By definition of the term, America can never be a 'third world county'. but I digress
Why are they so against just advising students that evolution is a theory? No one has said Genesis was now their textbook. Why not allow more than one opinion? Isn't science about questioning?
But let us also note the errors are significant UNDERSTATEMENTS.
6 posts in an hour. See what happens to crevo threads when you put restrictions like that on them
When you look at the stated goals of the Discovery Institute, the Seattle based organization promoting ID, a Saudi style theocracy is indeed their goal. Granted, it is a Christian theology, which generally I support. Except not in schools, and not mandated by government. We ended that in the Americas sometime after they chased my ancestors out of Hampton NH in the 1630's because they were Quaker.
The Discovery Institute published on their web site (and has since removed) a strategy they call the "Wedge". It is to promote a non-God "Intellegent Design" to get science to accept the idea that some kind of supernatural exists, despite no evidence for it.
Then the plan is to replace that belief in a generic supernatural with a Christian faith. I don't doubt that since this is specifically directed at government schools, that they fully intend on carrying this over into government mandates as well.
Who knows what would happen after decades of such government sponsord religion? Perhaps a return to government mandated tithes as existed in New England well after the First Amendment (since the First only prevented Congress from establishing a religion, a strict interpretation allows States to do so, and they once did).
Perhaps the Taliban example is a bit strong, because Christianity was never that violent in the Americas. But in England, it certianly was.
It is not a religious dogma. It is science. Creationism is the dogmatic belief.
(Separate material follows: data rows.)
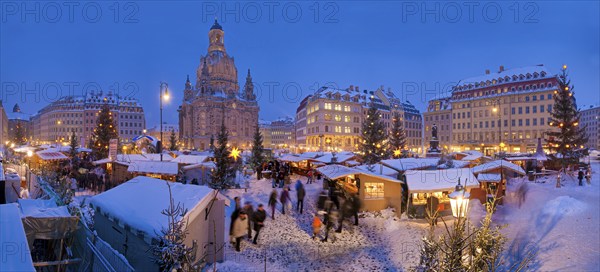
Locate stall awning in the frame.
[405,168,479,193]
[477,173,502,182]
[127,161,178,176]
[316,164,402,183]
[472,160,525,175]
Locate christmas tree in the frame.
[169,129,177,150]
[546,65,587,167]
[390,112,406,157]
[361,103,388,165]
[250,123,264,168]
[69,129,79,160]
[13,121,27,145]
[209,120,235,189]
[92,103,119,158]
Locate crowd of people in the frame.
[229,169,361,251]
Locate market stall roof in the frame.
[352,163,398,177]
[311,152,356,163]
[477,173,502,182]
[90,177,214,237]
[381,158,440,171]
[472,160,525,175]
[127,161,178,175]
[279,154,308,162]
[181,161,217,170]
[35,150,69,161]
[18,199,71,218]
[0,203,35,271]
[171,155,208,164]
[316,164,402,183]
[405,168,479,193]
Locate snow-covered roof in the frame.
[172,155,208,164]
[352,163,398,177]
[477,173,502,182]
[316,164,402,182]
[127,161,178,175]
[90,176,213,237]
[18,199,71,218]
[181,161,217,170]
[472,160,525,175]
[279,154,307,162]
[117,153,173,162]
[35,150,69,161]
[405,168,479,193]
[0,203,35,271]
[381,158,439,171]
[312,153,356,163]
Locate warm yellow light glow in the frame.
[229,147,240,160]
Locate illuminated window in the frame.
[365,182,383,199]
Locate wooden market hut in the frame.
[404,168,479,217]
[316,164,403,215]
[471,160,525,204]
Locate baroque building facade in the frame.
[296,86,422,152]
[178,20,259,150]
[438,65,558,155]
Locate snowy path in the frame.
[218,176,425,271]
[495,162,600,271]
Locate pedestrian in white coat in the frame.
[233,211,248,252]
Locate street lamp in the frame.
[27,150,33,195]
[157,82,170,161]
[448,178,471,218]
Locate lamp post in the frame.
[157,82,169,161]
[448,178,471,219]
[27,150,33,195]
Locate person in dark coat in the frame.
[296,180,306,213]
[279,187,290,214]
[256,165,262,180]
[252,204,267,245]
[269,189,277,220]
[242,202,254,240]
[229,196,242,240]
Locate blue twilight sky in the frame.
[0,1,600,127]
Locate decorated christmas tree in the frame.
[92,104,119,158]
[210,120,235,189]
[250,124,264,168]
[546,65,587,167]
[69,129,79,160]
[169,129,177,150]
[389,112,406,158]
[361,103,388,165]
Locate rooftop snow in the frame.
[381,158,439,171]
[0,203,35,271]
[472,160,525,175]
[127,161,178,175]
[90,176,213,237]
[171,155,208,164]
[405,168,479,193]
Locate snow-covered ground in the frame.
[207,162,600,271]
[494,161,600,271]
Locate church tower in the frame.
[242,69,256,101]
[208,19,225,53]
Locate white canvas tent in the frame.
[90,176,225,271]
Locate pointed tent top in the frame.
[210,18,223,30]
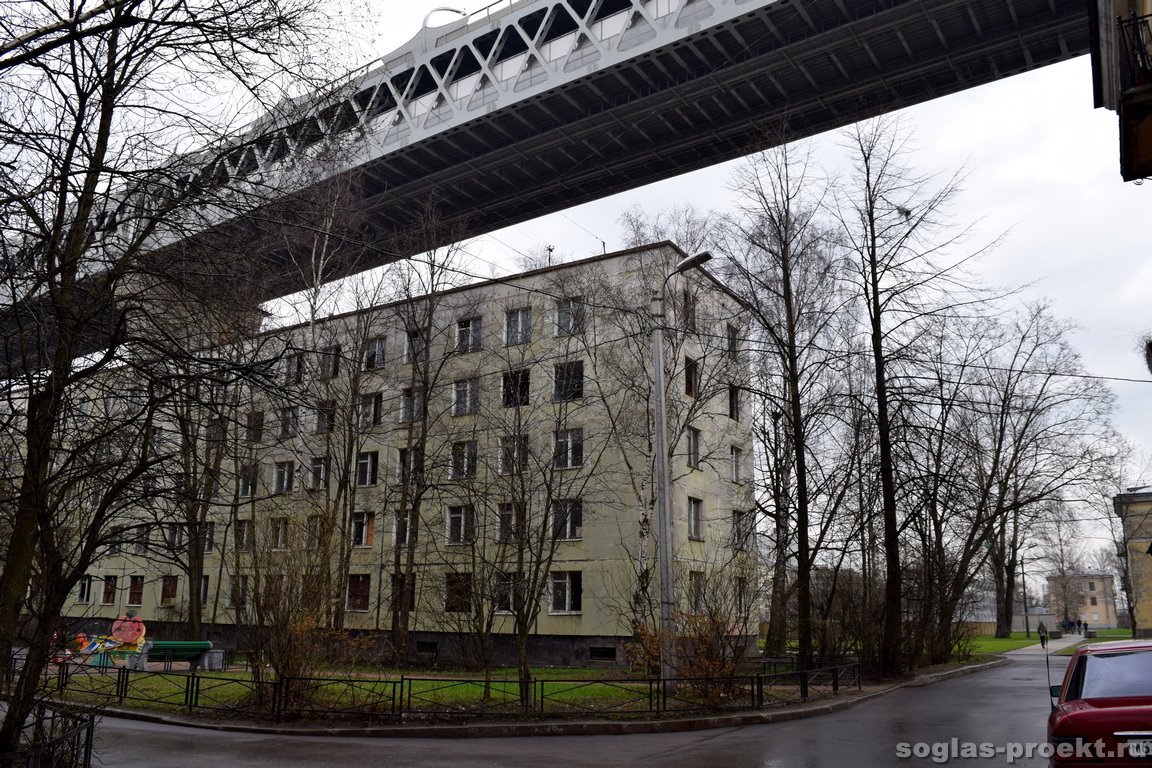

I am all for vouchers, and Charter schools, as are many pro-evolutionists. The point is irrelevant. They have nothing to do with one another.
My children are in private Christian schools.
I was taught that it was a theory about 45 years ago and as far as I know it is always taught as a theory. Do you have evidence otherwise?
Excellent points - both.
Note the suicide bombers. You can tell anyone anything over and over, and they'll buy it.
I'm just amazed that people seem driven to reject Evolution, when I see no real conflict between it and Genesis. It's all in the interpretation. No two denominations ever agreed on interpreting the Bible, and I guess they never will.
I like the 'be nice' part. But I think you Established Religion true believers protest too much. If you really believed challenges to your doctrine were silly, you wouldn't over-react contstantly and continually. But lets get started; evolution is ridiculous.
Nothing organizes without Mind. Chance DISorganizes.
I think the reason we have to keep repeating it is NOT that the Creationists don't know it, but because many of them don't care. The idea is to discredit evolution. Admitting the difference between theory & hypothesis weakens their goal.
Most poeple are ignorant of the sciences.
"If this style of 'science' ever took hold in U.S. schools, it is safe to say that as a nation we could well be headed for Third World status, along with everything that dire label implies."
But this is what was taught for many years during a time when this nation grew to greatness.
Since evolution has been taught, social institutions have been in decline. Though Americans are richer and have less work than ever before, as a whole, we also are more lazy, dissatisfied, selfish, immoral, dishonest and generally uneducated than ever before.
If we do not get back to the underlying moral principles that made us great, our greatness will also become a thing of the past.